Considering the size and number of highly-specialized components that make up CERN's research arsenal, it's not really surprising that it would be difficult to identify a malfunctioning fiber optics circuit.
©Luis Davilla/Getty Images

Despite poring over their results for months before publishing the faster-than-light readings of the OPERA project in September 2011, the CERN scientists missed the cause of the inaccurate readings. They kept working to verify their experiment, and in November announced that a new test confirmed the accuracy of its timing measurement. The results still showed faster-than-light travel.

They didn't hit on the problem until February 2012, when OPERA discovered two potential issues with its measurements. An oscillator used to provide GPS time stamps could have been overestimating the neutrino travel time. If that was the issue, it could mean the neutrinos were actually traveling even faster. The other potential issue meant the opposite: An optical cable bringing GPS signals to the OPERA master clock may have been malfunctioning, which would cause the system to underestimate the neutrino travel time.

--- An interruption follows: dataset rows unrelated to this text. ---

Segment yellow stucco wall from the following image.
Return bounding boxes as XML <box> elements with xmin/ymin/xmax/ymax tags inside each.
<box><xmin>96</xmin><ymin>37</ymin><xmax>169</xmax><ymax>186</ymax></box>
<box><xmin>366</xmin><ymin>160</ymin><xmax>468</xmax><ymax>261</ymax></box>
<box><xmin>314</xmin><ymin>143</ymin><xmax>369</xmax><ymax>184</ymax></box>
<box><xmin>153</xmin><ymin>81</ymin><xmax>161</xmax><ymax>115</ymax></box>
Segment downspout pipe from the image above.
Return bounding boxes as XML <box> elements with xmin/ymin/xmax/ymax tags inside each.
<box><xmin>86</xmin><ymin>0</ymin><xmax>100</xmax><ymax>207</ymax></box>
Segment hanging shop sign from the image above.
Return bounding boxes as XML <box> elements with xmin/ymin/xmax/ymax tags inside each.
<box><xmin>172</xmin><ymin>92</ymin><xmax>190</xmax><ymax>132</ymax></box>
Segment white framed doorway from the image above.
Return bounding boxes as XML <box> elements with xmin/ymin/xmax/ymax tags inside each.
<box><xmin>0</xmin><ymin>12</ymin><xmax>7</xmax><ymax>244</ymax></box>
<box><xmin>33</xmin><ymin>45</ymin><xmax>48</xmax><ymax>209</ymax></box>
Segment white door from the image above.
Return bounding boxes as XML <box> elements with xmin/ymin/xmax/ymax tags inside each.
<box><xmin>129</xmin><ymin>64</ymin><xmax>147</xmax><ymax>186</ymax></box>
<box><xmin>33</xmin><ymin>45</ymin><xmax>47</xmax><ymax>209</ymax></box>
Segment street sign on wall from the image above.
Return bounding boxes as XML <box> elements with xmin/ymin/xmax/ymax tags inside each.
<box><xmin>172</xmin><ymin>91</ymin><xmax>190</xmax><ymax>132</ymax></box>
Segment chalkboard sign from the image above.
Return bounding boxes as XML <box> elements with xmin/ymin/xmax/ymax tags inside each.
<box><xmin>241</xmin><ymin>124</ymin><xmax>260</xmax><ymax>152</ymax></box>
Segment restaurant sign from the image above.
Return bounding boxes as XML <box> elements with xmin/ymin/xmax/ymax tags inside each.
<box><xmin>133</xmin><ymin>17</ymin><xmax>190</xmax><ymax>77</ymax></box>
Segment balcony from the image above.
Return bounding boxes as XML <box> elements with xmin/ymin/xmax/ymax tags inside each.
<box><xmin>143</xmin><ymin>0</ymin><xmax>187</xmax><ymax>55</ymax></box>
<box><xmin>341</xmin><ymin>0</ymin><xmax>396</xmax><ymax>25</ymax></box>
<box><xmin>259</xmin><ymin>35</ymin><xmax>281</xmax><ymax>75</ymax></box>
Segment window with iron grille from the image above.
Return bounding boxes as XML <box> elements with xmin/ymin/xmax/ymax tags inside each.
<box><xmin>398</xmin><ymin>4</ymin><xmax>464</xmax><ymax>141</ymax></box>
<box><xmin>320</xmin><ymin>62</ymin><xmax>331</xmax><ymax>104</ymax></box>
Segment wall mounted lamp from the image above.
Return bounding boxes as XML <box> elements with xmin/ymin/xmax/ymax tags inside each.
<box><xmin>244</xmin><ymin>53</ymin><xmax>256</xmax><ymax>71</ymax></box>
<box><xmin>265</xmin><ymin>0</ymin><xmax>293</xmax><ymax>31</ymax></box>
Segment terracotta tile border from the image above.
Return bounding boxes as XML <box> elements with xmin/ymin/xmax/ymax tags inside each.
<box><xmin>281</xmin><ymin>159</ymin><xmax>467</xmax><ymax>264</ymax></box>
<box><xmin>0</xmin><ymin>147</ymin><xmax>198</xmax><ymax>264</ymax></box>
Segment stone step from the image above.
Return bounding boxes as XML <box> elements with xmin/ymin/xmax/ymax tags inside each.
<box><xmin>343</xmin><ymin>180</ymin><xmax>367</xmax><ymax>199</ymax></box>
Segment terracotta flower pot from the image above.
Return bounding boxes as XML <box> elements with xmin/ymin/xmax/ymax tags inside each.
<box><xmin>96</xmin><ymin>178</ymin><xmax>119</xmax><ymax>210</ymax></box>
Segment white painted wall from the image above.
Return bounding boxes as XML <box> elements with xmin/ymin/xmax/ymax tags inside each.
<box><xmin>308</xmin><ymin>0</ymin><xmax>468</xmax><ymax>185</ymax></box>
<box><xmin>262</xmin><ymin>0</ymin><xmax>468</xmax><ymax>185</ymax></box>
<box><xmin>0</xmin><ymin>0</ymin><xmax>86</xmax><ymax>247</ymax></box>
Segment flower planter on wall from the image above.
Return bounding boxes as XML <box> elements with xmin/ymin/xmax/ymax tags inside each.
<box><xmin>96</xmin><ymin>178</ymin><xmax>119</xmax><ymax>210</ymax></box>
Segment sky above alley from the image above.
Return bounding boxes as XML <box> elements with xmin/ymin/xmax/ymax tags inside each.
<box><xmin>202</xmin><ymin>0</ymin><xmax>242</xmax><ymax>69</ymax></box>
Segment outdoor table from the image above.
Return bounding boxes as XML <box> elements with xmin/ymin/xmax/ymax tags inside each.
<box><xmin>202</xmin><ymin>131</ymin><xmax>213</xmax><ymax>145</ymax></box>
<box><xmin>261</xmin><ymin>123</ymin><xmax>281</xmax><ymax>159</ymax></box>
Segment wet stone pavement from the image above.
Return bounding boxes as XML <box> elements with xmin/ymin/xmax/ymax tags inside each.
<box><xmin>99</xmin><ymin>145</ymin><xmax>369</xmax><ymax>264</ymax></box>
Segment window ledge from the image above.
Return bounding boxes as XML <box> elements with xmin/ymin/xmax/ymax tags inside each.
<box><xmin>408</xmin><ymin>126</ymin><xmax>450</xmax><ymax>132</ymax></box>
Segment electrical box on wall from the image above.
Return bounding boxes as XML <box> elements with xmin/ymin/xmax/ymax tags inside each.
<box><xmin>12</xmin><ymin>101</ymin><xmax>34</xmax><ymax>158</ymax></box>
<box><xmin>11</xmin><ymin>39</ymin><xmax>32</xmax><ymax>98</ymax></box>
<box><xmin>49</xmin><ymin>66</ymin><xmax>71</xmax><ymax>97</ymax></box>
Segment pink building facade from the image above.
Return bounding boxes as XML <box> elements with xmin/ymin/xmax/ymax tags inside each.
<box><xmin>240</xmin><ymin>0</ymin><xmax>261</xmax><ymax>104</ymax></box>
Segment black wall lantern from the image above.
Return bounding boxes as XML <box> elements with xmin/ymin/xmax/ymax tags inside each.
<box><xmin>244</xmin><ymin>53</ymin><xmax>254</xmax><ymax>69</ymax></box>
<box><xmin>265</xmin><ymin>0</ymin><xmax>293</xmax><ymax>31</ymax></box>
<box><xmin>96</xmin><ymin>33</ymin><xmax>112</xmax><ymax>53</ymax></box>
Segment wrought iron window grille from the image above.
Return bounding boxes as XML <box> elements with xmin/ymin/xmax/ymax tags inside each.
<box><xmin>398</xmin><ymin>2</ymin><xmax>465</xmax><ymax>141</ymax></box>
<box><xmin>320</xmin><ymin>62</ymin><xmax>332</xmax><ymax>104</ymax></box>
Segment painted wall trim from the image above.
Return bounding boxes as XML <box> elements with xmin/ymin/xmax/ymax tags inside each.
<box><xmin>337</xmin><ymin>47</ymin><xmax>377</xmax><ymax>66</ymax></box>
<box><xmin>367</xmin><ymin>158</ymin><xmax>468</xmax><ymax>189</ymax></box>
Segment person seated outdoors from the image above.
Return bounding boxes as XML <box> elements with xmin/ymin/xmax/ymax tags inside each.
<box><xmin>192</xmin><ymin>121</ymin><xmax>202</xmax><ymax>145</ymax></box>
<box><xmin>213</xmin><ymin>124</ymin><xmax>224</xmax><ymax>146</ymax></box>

With the optical cable fixed, the 60 nanosecond advantage over light speed disappeared, and all subsequent neutrino tests at CERN have matched up with the expected speed of light. Mistakes happen all the time in the scientific community, and they're treated exactly as this one was: Testing, re-testing and external studies seek to confirm a result. Faster-than-light travel just happened to be a big enough deal to attract a whole lot of attention.